AI sentiment

Written by

in

AI sentiment is the aggregate disposition an AI engine holds toward a brand, not merely whether the brand appears in an answer, but the framing, valence, and narrative authority the model assigns to it when forming a recommendation.

Also known as: AI sentiment, brand sentiment in AI

What AI Sentiment Actually Is

AI sentiment is distinct from the social-listening or review-aggregation meaning of “sentiment.” In the context of AI search, it describes how a large language model has learned to characterize a brand: the associations it has absorbed, the comparative frame it applies, and the degree of authority it grants that brand within its learned story of the category. A model can mention a brand positively and still relegate it to a supporting role in a competitor’s narrative. Appearing is not the same as winning the frame.

This distinction matters because AI engines don’t rank, they recommend. The recommendation emerges from a consensus narrative the model has distilled from the sources it was trained or grounded on. AI sentiment, therefore, is upstream of the answer. It is the learned disposition that shapes which brand the model reaches for first and whose framing it repeats as fact.

Why It Matters for AI Search

Traditional sentiment tools count favorable versus unfavorable language. That is a downstream symptom. In AI search, what determines a recommendation is whose frame the answer is built on. A brand can score well on conventional sentiment metrics while being entirely absent from the authoritative story the model tells about its category.

This is why presence metrics and mention-counts mislead. A brand that appears in 60% of AI answers but only as a footnote to a competitor’s definition is losing at the narrative level even while winning at the visibility level. The meaningful signal is not valence alone. It is narrative authority: does the model build its answer from your frame, or does it borrow your name to decorate someone else’s?

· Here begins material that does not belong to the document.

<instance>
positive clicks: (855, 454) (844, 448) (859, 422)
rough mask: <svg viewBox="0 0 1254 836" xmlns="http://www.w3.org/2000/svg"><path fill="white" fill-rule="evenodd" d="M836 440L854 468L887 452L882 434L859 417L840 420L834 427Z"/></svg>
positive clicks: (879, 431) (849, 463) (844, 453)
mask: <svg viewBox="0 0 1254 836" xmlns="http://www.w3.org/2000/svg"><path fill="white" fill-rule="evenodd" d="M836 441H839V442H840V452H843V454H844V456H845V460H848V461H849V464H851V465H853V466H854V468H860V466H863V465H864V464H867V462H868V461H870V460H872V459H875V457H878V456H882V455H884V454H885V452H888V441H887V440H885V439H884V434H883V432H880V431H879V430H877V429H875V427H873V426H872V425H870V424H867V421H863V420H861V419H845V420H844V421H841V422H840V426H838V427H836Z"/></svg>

How Mavel Frames AI Sentiment

Mavel treats AI sentiment as a narrative-share question, not a mention-quality question. The operative measure is whose story the model tells about a category, and which brand’s definitions, use-cases, and comparisons become the structural skeleton of the AI answer. Mavel traces the sources and consensus narratives that feed the model’s learned disposition, surfacing where a brand’s representation is absent, distorted, or ceding ground to a competitor’s frame. That upstream visibility is what makes AI sentiment actionable: instead of reacting to what an AI says about you today, you identify the narrative inputs you need to shift so the model’s learned story moves in your direction before the next training cycle catches up.